Shoppers can find pretty, comfortable and performance-athletic underwear at plenty of other brands, including American Eagle's Aerie, Gap's new Love brand and J.Crew's new intimates line, along with ranges from online upstarts like Everlane, Adore Me, True & Co, Lively and Thirdlove. Stitch Fix now has an add-on for its women's boxes called Stitch Fix Extras, a curated collection of camisoles, shapewear, underwear, tights, bralettes, bras and socks featuring brands like Wacoal, Free People and Hanky Panky as well as the company's private label, Everyday by Stitch Fix. Not to mention the high-performing and often stylish items available from athleisure retailers like Lululemon and Gap's Athleta.
"The dark store environment, the conspicuous sexuality of the offer and the brash marketing are increasingly out of step with what modern consumers want," GlobalData Retail Managing Director Neil Saunders said in comments emailed to Retail Dive. "This is one of the reasons why more subtle brands like Aerie have resonated with consumers and have delivered strong growth. As much as we appreciate that the heritage of Victoria's Secret is hard to change, more action is needed if the brand is to recover."

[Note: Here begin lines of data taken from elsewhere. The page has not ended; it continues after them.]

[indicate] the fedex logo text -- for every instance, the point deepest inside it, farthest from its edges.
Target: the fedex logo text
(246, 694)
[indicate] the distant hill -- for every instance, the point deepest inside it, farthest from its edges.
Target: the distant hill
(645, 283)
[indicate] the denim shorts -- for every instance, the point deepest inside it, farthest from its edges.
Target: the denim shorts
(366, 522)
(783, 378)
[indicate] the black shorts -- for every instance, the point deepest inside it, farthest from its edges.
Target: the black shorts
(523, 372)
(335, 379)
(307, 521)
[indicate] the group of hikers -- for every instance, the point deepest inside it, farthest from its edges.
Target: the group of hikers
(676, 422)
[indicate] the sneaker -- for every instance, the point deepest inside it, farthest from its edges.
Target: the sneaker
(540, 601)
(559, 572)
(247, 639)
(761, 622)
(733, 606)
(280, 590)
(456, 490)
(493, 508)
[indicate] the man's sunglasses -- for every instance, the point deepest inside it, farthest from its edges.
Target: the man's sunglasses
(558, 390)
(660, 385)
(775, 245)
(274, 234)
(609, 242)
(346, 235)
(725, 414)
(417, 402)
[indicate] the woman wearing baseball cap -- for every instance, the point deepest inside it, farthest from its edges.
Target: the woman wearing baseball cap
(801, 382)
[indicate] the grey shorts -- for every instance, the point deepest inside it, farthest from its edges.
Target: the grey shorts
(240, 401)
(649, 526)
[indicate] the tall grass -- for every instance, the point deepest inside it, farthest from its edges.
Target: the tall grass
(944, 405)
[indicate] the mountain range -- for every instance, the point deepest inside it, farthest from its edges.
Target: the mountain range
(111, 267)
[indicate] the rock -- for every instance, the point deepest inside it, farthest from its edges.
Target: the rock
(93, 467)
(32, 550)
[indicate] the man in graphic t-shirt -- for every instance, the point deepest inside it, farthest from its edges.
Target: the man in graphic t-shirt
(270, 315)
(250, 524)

It's a tall order because the whole proposition needs a lift, according to experts. "It’s a brand hole — it’s not just product — and it’s deep," Peterson said, noting that the company's endurance could be making executives hesitate. "It’s hard to criticize it because these guys have had 25 years of crazy sales. They’re still doing millions of dollars a month, so there are customers who love what they’re doing."
Further complicating that is the fact that the brand's legacy approach is resonating in China. "China is a different story," Hali said. "This is where localization comes in. That female customer is newly empowered, [so] sexy works better there. ... But in JHA’s monthly research analysis of assortments in the U.S., U.K. and China we find the products across geographies to be exactly the same."

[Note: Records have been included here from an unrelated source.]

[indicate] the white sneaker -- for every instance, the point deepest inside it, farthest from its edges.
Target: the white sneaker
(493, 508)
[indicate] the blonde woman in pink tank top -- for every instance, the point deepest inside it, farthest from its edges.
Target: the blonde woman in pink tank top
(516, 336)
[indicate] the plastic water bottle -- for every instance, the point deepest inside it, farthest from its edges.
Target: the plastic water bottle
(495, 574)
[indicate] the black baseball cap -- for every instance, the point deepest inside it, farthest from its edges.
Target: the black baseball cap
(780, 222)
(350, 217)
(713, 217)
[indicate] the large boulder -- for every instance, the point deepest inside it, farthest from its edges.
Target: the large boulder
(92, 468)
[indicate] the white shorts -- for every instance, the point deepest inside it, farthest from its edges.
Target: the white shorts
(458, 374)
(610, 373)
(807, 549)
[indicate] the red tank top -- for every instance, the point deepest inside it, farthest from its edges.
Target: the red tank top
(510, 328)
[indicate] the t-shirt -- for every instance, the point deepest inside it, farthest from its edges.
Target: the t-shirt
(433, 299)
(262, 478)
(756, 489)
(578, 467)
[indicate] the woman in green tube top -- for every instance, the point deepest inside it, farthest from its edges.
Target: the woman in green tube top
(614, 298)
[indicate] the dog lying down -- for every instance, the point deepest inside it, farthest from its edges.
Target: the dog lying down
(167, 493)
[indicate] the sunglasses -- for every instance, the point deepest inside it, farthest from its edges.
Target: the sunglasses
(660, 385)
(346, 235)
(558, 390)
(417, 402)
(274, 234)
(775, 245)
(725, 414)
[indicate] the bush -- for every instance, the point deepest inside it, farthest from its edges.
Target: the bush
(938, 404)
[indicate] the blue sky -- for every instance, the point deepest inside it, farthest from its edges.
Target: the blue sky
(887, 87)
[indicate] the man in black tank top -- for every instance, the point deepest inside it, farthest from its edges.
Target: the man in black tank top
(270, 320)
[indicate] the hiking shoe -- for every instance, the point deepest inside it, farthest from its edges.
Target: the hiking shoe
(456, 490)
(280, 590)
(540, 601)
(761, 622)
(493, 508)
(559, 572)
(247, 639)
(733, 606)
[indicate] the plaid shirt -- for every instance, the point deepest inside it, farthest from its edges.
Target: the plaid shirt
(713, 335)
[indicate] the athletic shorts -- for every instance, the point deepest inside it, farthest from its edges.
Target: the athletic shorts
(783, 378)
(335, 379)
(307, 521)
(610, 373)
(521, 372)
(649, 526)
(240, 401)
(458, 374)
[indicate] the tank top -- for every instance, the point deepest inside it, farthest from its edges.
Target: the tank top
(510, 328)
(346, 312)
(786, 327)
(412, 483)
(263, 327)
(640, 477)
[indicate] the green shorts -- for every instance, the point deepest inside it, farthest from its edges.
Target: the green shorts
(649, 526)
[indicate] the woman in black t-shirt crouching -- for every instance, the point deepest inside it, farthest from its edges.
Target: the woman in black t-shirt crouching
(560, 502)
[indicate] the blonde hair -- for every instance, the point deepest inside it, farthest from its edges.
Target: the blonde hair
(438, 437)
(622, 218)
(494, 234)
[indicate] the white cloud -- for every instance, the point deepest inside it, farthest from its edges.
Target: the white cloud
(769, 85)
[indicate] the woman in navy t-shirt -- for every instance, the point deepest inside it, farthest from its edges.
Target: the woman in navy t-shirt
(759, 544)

The necessary adjustments are dictated more by time than geography, though. Many brands triumph only as part of a zeitgeist that defines a cultural moment, and those come and go, Peterson said. For Victoria's Secret, it looks to be over.
"This weird refusal to change in the fashion business comes from thinking that, just because you fit into a zeitgeist, it’ll last forever," he said. "But we’re now on a rocket ship turning 90 degrees left, and we’re going to go this way for a long time. It’s a lot different generation, they think differently and don’t want to be a glamazon or an angel. Victoria's Secret has a lot of work to do, they really do."